By the numbers: Speeding border asylum cases

Data: TRAC; Chart: Axios Visuals
Data: TRAC; Chart: Axios Visuals

The Biden administration now has nearly 17,000 migrants assigned to special courts dedicated to processing families seeking asylum quicker.

Why it matters: New data from Syracuse University's Transactional Records Access Clearinghouse (TRAC) gives another sign of just how many migrants — including families — have been crossing the U.S.-Mexico border to claim political asylum.

  • Nearly 12,000 migrants were added to the docket in August, according to TRAC.
  • Two-thirds of the more than 16,700 cases have been assigned to just six judges, portending new backlogs in a process designed to circumvent them.
  • One Boston immigration judge was assigned 129 cases in one day.

What they're saying: Multiple advocacy groups have condemned the administration's return to so-called "rocket dockets" for migrant families. There's concern the cases are decided too quickly — not giving migrants a fair shot.

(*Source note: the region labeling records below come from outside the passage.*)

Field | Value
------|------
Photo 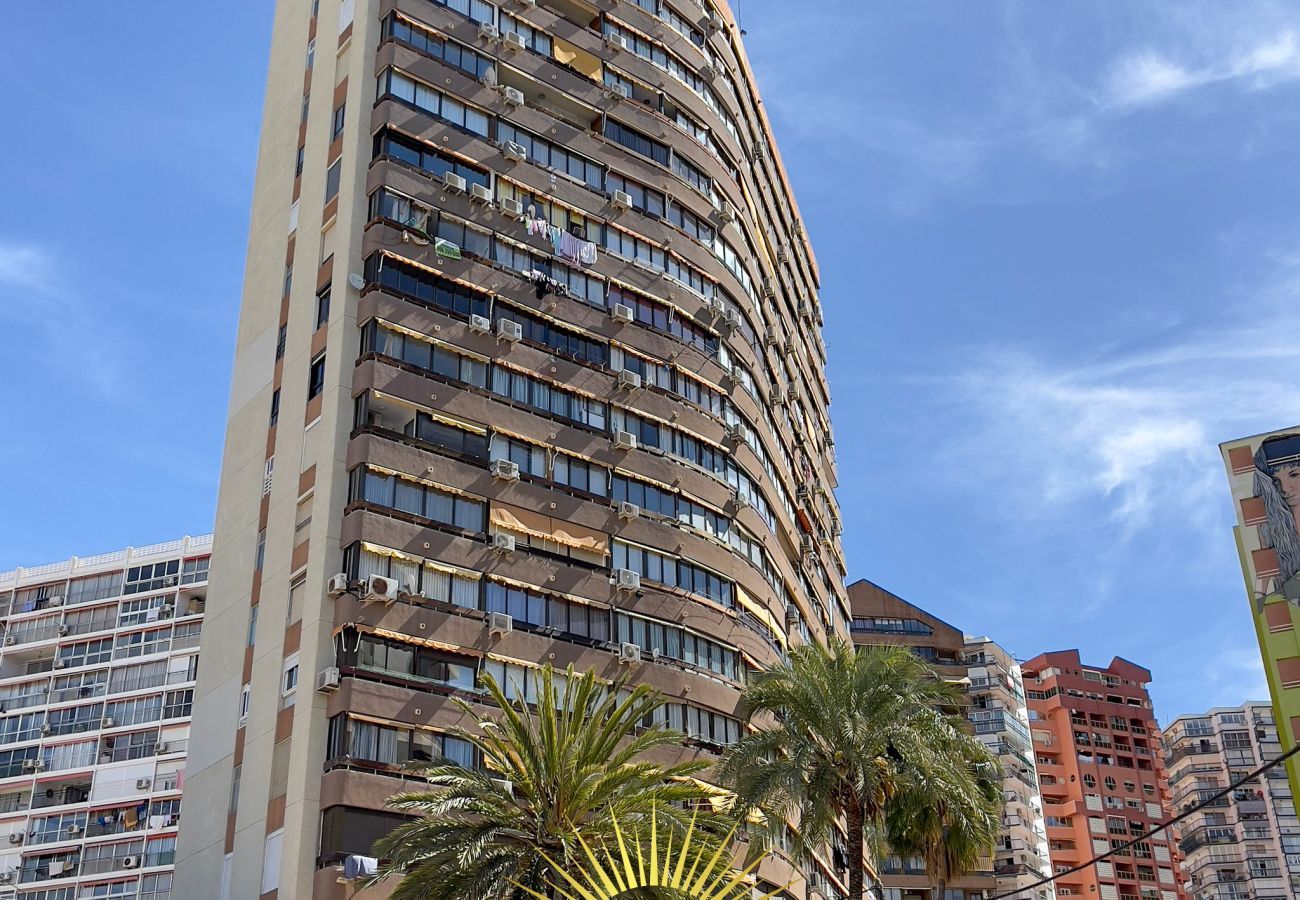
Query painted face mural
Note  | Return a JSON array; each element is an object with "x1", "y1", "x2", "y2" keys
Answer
[{"x1": 1255, "y1": 434, "x2": 1300, "y2": 602}]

  • Such a fast-track court process is just another way the administration is scrambling to more quickly move migrants through the immigration process.
  • "Although the Biden administration is understandably trying to find creative ways to address asylum-seeking families, the new 'Dedicated Docket' may do more to simply shuffle cases around and disrupt immigration judge’s schedules rather than allowing the court to process asylum cases in a fair and efficient manner,” Austin Kocher, a TRAC assistant research professor, told Axios.